Somehow tax reform is once again on Washington’s lips this week. In a loosely related development, the Treasury Department was proud today to announce the release of new data (PDF) on the performance of the New Markets Tax Credit, a program established in 2000 with the enthusiastic support of Al Gore that provides a federal tax subsidy for equity investments in low-income communities. A bit below 60 percent of this money goes to boost real estate investments, and a bit below 40 percent goes for investments in operating businesses.
The idea is that to be eligible you need to be located in a census tract that meets one of several indicators for “severe distress” economically speaking, and the program seems to be a small-but-effective way of spurring investment in these communities.

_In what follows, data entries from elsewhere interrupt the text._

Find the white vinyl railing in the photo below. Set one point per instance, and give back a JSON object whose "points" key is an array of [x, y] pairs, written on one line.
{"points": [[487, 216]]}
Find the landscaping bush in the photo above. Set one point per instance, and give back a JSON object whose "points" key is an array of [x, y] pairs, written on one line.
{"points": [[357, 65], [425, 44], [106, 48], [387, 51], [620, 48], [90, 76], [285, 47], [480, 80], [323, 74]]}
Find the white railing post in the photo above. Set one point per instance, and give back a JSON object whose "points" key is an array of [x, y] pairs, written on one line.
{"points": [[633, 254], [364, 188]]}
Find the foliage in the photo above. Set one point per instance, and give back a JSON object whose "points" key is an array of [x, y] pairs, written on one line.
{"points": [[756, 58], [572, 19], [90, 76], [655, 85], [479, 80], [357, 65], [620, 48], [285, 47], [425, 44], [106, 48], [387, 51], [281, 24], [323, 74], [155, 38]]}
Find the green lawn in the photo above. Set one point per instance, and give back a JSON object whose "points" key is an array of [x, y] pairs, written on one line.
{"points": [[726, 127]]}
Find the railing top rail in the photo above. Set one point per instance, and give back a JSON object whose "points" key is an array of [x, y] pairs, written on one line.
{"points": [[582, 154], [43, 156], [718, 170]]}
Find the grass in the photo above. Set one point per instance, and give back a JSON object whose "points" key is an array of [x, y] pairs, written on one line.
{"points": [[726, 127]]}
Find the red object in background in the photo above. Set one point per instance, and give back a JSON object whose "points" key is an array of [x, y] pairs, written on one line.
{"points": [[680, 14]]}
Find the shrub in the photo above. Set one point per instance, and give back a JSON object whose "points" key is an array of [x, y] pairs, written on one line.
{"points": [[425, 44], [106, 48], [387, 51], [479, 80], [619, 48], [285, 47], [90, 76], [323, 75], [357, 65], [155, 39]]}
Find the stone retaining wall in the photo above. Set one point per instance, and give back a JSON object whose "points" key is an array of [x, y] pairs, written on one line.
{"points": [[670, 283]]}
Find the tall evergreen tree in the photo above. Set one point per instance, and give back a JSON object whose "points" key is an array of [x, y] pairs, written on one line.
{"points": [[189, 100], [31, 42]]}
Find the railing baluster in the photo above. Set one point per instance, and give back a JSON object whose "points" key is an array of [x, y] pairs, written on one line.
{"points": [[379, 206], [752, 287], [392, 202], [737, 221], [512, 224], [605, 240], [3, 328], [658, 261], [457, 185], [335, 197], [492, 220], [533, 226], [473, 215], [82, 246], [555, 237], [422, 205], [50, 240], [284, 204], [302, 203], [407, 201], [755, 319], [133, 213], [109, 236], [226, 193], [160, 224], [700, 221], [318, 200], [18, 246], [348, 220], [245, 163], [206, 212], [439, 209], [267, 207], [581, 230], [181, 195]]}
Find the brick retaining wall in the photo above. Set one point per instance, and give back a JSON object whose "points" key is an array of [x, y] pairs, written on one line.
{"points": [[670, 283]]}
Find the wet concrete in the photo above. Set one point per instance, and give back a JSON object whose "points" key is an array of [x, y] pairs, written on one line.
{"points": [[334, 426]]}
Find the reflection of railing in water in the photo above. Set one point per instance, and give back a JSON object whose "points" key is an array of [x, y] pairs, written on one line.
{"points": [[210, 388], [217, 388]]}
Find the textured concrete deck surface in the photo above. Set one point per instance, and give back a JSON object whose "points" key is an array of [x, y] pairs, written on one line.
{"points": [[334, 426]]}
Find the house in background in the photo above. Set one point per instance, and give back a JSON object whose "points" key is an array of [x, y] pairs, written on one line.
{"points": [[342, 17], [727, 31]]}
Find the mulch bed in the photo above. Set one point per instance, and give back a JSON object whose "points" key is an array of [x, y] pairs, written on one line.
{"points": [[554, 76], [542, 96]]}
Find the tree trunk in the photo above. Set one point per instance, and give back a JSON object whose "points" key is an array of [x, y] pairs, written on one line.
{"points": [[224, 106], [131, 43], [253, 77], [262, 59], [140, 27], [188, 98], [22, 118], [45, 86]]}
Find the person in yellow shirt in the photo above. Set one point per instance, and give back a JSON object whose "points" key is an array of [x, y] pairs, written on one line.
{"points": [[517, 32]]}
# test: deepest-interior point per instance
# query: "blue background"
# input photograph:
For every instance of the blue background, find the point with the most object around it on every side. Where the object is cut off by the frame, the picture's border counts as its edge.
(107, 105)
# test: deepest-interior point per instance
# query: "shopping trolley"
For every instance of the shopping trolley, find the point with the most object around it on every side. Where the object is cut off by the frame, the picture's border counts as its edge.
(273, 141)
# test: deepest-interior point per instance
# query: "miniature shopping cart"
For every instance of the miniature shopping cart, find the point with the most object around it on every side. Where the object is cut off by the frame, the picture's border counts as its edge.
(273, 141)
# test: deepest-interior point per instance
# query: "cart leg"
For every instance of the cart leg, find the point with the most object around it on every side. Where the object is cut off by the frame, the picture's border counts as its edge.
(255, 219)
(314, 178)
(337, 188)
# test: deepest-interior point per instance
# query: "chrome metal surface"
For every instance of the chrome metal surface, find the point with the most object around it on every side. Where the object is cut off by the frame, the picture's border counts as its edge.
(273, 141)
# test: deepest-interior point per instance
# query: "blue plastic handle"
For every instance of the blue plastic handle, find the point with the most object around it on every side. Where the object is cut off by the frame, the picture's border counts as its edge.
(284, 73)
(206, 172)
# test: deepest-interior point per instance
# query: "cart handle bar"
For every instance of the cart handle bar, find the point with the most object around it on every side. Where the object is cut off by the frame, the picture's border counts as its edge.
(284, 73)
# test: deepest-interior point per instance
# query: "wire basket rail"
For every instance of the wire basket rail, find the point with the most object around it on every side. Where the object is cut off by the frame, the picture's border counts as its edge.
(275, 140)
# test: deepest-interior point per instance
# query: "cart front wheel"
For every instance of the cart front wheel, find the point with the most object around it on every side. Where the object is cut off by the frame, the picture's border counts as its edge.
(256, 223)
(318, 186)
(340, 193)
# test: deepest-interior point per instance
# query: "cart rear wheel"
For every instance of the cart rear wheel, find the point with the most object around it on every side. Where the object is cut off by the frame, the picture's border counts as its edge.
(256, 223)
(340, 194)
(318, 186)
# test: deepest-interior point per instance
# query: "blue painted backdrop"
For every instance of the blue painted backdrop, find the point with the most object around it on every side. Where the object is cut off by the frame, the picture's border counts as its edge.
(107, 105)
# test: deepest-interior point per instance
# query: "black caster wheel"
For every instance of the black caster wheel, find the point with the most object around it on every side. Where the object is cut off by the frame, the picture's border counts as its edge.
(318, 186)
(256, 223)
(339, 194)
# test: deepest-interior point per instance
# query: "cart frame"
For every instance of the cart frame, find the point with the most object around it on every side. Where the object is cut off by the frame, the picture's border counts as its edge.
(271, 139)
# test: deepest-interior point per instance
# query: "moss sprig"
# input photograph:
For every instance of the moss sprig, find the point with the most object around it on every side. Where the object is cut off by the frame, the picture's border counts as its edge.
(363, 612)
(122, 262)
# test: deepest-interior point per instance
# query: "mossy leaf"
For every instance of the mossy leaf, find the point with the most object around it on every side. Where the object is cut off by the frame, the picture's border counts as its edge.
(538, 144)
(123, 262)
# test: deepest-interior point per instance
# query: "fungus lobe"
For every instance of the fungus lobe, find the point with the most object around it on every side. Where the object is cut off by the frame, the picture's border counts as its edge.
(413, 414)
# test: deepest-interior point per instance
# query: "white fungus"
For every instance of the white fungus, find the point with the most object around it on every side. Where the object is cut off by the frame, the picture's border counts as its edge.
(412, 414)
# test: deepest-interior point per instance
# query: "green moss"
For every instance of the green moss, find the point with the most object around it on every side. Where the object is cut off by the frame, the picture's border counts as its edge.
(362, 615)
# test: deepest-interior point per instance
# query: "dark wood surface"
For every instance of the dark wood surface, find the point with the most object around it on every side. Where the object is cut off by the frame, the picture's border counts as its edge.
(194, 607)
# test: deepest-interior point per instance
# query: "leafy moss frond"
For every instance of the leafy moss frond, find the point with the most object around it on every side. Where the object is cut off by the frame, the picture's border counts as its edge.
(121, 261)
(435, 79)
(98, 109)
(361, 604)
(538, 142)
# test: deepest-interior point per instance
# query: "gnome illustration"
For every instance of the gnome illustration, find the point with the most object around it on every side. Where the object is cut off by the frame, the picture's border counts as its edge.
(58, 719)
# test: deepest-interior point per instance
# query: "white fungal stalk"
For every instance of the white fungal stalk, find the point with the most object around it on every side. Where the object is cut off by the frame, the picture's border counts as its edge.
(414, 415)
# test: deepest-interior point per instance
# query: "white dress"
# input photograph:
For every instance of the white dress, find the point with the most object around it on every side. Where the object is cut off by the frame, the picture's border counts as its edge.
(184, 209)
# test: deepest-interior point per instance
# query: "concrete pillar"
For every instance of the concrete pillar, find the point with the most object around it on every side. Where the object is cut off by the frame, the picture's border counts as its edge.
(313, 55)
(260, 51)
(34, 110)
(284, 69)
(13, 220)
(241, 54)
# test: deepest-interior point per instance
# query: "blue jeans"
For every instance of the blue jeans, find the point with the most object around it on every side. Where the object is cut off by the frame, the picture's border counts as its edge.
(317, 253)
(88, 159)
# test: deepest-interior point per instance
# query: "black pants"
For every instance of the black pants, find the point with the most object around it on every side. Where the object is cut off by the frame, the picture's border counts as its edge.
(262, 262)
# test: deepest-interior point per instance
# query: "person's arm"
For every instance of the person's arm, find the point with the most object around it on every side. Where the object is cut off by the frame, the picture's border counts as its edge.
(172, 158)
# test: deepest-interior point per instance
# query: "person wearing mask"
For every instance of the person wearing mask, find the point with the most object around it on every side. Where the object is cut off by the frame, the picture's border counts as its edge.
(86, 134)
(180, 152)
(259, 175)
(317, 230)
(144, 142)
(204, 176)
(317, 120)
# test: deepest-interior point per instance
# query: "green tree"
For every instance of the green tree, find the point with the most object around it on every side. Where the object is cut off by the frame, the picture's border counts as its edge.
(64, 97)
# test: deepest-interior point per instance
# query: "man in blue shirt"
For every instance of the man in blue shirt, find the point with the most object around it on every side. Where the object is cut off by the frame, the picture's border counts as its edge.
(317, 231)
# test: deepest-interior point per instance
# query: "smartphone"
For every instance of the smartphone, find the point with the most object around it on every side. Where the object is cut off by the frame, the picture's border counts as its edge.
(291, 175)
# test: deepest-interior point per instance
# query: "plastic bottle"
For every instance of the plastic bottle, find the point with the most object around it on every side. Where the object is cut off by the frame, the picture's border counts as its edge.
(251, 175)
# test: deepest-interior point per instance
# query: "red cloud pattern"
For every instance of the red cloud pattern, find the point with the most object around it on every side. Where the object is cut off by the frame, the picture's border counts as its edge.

And if you think about the urban revitalization process you can see why this is important. Private businesses are first and foremost run for private benefit. But the reality is that the first guy to renovate a vacant building on a block full of derelict storefronts and a liquor store creates some meaningful positive spillovers for the rest of the community. People would rather patronize businesses that are near other businesses, and patronize them in clusters of buildings that look attractive. That’s why they build shopping malls in the suburbs. So a round of applause for everyone.
But again note that this program would have to be considered one of those dastardly “tax loopholes” that everyone’s talking about closing. And perhaps it should be closed in the context of an overall reform package that raises revenues while lowering tax rates. But it’s easier said than done. These loopholes tend to get created for real reasons, and there are real people out there benefitting from them.